我们这一唱一和再一搭,弄得尹继傲一愣一愣的。对春妮的话半天没反应过来。彭虎连喊几声“老大”方回过神来,有气无力的点头。然后就听春妮笑眯眯的道:“自此,我在京城可是有娘家有兄弟的人,要是有人对我无端指责,捕风捉影,无理取闹,自然有人替我出头。”彭虎不在意的哈哈笑道:“我说你真是鬼丫头啊,你虎哥哪里会欺负你,你说是不是啊老大。”我万分的同情此刻的尹继傲,和日后的彭虎,同时心中暗想,姐夫啊,你日后不要被我姐姐欺负的太狠,就是你祖上的福荫了。
回府
“呵呵”在回府的路上,不知这是我第几次不由自主的笑出声来。没办法,只要我看见坐在对面的春妮,我就会不由自主的回想起刚刚发生的一幕幕,然后脑海中就一遍一遍闪现尹继傲万年难得一见的吃瘪后的黑脸,那真是,怎一个痛快了得。春妮十分无奈的白了我一眼:“就真有那么好笑?”我仍带着笑对春妮说道:“姐姐,你要相信我,今天,就在今天,你创造了奇迹,改写了历史。”没错啊,创造了舌战骁骑营尹都统完胜的奇迹,改写了上一世尹继傲不败的历史。
“瞎说八道吧你就。”春妮做出一副懒得理你的表情。哎,我明明看刚才她也是爽到不行的样子,虚伪啊虚伪。

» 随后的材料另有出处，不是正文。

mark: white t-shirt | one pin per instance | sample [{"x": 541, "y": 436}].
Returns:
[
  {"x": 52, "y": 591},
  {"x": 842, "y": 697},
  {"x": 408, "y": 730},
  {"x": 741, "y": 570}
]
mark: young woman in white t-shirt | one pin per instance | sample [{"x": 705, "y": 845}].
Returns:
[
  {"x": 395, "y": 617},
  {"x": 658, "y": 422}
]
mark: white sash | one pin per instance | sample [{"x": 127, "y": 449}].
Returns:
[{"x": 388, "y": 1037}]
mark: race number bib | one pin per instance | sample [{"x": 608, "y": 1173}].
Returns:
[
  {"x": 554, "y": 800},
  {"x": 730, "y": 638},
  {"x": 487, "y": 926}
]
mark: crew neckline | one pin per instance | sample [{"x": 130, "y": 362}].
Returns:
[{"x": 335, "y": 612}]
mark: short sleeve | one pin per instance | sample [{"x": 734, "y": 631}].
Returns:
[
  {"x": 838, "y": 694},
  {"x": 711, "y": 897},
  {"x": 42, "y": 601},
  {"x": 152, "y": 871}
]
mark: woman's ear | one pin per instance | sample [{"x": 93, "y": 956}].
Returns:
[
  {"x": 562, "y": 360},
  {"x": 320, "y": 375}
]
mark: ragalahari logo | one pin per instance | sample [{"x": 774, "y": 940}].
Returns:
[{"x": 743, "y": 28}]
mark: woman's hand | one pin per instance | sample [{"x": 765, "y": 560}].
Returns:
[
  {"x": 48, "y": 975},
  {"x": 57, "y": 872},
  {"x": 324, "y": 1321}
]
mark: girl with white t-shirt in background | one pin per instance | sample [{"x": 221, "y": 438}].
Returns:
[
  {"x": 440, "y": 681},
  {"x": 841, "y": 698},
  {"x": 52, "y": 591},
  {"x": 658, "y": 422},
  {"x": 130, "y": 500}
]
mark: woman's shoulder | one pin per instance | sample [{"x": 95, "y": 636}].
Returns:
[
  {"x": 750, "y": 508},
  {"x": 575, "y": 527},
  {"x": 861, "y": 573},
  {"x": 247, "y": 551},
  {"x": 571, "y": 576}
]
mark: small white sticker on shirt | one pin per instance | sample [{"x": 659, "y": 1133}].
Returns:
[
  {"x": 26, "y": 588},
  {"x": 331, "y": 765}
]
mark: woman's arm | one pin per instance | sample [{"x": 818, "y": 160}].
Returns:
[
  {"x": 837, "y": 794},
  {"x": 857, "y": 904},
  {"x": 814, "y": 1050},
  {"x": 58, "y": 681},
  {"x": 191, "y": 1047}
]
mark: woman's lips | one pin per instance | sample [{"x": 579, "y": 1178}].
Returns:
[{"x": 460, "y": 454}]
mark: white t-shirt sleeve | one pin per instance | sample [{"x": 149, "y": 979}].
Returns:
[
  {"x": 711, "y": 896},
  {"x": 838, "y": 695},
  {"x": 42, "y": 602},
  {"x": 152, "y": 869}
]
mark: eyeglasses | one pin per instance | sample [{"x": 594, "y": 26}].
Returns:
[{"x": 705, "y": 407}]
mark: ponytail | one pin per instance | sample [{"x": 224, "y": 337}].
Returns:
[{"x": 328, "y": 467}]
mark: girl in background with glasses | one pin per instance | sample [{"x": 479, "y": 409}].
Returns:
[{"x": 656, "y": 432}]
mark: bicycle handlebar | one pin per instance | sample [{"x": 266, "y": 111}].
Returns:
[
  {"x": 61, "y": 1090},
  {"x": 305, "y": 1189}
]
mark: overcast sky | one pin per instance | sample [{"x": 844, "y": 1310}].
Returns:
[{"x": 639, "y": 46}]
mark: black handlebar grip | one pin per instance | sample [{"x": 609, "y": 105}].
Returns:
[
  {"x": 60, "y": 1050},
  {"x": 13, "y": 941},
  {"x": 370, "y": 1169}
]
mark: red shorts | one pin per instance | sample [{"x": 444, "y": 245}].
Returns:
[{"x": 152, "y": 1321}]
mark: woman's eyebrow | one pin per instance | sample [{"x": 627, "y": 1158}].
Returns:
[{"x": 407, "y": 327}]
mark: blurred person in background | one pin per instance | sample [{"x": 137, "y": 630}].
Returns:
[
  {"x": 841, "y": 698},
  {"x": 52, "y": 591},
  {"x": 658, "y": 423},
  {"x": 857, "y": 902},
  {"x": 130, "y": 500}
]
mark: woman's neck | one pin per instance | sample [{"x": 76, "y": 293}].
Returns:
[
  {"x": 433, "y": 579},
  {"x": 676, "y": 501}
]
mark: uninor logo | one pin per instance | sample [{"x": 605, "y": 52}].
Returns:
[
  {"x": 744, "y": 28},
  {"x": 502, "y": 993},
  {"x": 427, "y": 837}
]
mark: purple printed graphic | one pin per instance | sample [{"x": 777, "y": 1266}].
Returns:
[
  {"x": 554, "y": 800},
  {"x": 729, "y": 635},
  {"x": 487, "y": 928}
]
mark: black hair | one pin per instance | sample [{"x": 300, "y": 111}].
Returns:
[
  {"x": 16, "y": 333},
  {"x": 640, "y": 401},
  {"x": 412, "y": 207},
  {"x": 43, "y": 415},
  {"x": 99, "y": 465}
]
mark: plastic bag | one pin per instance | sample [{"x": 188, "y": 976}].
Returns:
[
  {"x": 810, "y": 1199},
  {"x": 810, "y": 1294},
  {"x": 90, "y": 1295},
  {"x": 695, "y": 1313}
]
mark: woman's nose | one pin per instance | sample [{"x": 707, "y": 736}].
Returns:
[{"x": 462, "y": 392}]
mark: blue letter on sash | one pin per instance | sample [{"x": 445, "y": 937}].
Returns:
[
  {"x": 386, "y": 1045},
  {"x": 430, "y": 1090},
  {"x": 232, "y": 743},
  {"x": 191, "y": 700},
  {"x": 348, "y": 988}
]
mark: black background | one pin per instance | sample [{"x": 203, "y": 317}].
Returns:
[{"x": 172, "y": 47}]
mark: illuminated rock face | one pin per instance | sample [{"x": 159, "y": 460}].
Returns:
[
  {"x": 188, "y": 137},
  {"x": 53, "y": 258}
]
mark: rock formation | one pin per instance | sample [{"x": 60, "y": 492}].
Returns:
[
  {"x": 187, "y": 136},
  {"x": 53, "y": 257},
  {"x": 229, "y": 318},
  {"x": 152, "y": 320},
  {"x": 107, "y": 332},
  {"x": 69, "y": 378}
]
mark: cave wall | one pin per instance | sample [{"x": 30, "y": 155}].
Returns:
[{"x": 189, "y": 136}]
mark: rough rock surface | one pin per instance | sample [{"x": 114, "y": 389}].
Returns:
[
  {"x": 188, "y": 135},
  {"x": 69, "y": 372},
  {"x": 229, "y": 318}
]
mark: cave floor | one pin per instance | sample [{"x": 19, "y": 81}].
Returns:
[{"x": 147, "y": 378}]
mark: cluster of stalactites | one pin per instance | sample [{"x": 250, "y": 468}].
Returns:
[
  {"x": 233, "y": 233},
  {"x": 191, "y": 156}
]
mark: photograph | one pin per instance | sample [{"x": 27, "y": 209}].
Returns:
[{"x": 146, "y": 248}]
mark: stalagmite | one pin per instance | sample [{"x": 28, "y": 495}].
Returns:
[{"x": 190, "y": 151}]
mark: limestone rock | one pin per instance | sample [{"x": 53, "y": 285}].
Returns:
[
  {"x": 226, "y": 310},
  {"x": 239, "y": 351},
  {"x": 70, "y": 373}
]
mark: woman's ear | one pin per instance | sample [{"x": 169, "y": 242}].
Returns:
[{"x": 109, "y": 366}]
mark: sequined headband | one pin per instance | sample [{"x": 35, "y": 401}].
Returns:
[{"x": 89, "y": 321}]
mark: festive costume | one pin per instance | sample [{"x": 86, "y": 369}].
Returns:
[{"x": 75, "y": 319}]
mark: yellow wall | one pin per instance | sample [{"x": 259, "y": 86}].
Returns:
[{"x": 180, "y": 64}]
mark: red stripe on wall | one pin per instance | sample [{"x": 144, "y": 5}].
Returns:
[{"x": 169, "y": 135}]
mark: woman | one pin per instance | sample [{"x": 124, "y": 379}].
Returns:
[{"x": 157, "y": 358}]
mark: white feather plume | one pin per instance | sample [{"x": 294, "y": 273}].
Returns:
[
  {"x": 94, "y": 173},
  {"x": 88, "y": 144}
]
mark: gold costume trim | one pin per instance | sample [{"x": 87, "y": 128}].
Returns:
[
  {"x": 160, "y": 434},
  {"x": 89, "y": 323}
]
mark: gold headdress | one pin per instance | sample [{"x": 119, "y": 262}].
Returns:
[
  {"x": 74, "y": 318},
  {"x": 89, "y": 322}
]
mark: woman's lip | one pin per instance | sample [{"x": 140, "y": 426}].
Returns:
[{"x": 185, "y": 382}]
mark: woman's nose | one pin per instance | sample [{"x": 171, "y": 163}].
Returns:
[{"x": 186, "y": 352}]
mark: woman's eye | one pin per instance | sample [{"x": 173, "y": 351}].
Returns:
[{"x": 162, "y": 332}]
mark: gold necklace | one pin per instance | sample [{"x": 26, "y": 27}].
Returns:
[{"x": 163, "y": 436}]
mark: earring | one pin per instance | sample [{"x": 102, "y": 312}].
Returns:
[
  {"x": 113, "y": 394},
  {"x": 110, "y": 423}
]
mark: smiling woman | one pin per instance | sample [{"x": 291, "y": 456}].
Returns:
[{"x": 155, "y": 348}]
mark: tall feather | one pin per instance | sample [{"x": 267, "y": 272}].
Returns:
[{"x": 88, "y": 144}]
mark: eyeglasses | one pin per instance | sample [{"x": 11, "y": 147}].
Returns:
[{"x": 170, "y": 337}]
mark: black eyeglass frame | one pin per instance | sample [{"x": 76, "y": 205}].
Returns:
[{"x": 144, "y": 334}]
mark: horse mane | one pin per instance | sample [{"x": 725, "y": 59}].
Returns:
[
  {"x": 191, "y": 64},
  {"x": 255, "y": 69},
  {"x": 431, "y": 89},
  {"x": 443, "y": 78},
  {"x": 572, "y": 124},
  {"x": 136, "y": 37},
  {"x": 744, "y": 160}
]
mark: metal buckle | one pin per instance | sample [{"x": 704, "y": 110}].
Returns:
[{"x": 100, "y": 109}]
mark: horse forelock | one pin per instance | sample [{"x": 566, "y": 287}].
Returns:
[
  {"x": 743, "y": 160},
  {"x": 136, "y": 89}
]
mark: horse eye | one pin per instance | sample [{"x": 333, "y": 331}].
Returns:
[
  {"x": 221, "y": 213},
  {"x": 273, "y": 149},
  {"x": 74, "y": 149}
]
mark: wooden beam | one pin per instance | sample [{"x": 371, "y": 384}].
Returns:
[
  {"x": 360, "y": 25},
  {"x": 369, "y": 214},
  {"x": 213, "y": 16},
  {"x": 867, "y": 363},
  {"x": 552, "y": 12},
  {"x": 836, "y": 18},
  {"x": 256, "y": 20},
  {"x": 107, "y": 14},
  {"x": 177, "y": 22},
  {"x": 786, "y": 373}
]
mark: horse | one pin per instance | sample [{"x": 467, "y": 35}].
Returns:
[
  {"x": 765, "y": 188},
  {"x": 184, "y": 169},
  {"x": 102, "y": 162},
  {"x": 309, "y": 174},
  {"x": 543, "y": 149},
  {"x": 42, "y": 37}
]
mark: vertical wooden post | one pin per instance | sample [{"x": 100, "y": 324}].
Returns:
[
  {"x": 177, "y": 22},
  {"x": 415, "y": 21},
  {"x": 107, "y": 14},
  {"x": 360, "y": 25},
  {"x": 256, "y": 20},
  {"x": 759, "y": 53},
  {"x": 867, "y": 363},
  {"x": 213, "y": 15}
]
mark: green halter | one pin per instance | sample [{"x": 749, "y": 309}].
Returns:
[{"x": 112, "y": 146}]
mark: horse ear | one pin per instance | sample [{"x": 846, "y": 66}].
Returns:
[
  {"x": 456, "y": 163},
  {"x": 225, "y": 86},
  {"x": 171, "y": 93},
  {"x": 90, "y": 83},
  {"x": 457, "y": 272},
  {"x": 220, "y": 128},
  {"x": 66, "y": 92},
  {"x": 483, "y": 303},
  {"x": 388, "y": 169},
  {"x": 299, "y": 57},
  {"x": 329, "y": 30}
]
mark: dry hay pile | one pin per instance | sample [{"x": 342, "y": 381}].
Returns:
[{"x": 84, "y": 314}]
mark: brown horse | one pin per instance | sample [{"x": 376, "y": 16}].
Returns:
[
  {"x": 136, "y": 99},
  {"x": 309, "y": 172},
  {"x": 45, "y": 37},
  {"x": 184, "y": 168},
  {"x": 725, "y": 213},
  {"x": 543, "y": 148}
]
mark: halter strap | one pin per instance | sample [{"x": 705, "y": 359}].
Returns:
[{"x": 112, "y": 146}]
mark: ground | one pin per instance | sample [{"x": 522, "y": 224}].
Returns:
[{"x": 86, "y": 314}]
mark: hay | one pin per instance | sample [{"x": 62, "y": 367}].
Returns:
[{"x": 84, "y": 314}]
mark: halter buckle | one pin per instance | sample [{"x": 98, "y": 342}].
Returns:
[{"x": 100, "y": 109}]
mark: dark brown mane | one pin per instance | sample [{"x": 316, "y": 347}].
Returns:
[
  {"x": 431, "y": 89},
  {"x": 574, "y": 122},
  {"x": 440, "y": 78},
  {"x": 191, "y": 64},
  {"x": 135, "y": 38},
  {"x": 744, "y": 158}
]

“对了”春妮突然想起什么似的说道:“晚上吃饭的时候我恍惚的听说你明天就去上书房了,可是真的?”我愣了一下,想起商平临走时吩咐的话,一阵心烦,勉强道:“原本没有的事,还不是今天上午那一出闹的。”刚才吃饭的时候,尹继傲那厮为了挽回面子,将上午我落水连同前前后后,添油加醋的一通说。惹得彭虎那憨直汉子哈哈大笑,顿觉与我亲密了不少,不停的拍我肩膀。看彭虎的样子,被我揍得事早忘脑袋后面去了。我冲着彭虎的面子,懒得搭理尹继傲,只当作没听见,没想到春妮留了心,当时没有理论,此刻却问了出来。要依我原来的性子,莫说伤好了,就是没好利索,商平一句吩咐,也就乐颠颠的去了。只是今时何同往日,由不得我不诸多思量。春妮见我面色迟疑,起身从对面坐到我身边,并不说话,只扭头看着我的侧脸。我有些低落,像是想说服自己般说道:“当时殿下被尹继傲挤兑的狠了,只好冲我来了,也不一定是当真要使唤我的,书房只这一个宝贝殿下,别的远支皇族,亲贵子弟,说是读书,也不过就是陪着他当个伴读使,哪里就缺我一个了。”春妮听我如此说,恍然大悟般笑道:“我说这是怎么了呢,原来是小孩子脾气犯了。”我不明所以,问道:“这是怎么说?”春妮似笑非笑:“还跟我装呢,依我说竟是你小气了些。你是万岁钦点的皇子伴读,名正言顺,别人如何比得你与他的亲厚,他面子挂不住了,自然朝你使性子,难不成还冲外人。” 我一时间只感千头万绪,不知如何说起,只是摇头苦笑。春妮想了想,又道:“是了,往常俩人见天的混在一处,好不容易一次半次学里放了便乖乖回家,还是跟我叽叽咕咕的商平长商平短。偏偏打这次病了,就再没提商平一次。那个也不来瞧你,难不成俩人这一个多月都闹着别扭呢?”春妮如何聪明,毕竟一个乡下女孩,就算听得彭虎提及,多数和军事还有那位会带兵的大殿下有关。如何也想象不到,政局究竟如何诡异难测,而朝廷中的利益倾轧是如何的残酷。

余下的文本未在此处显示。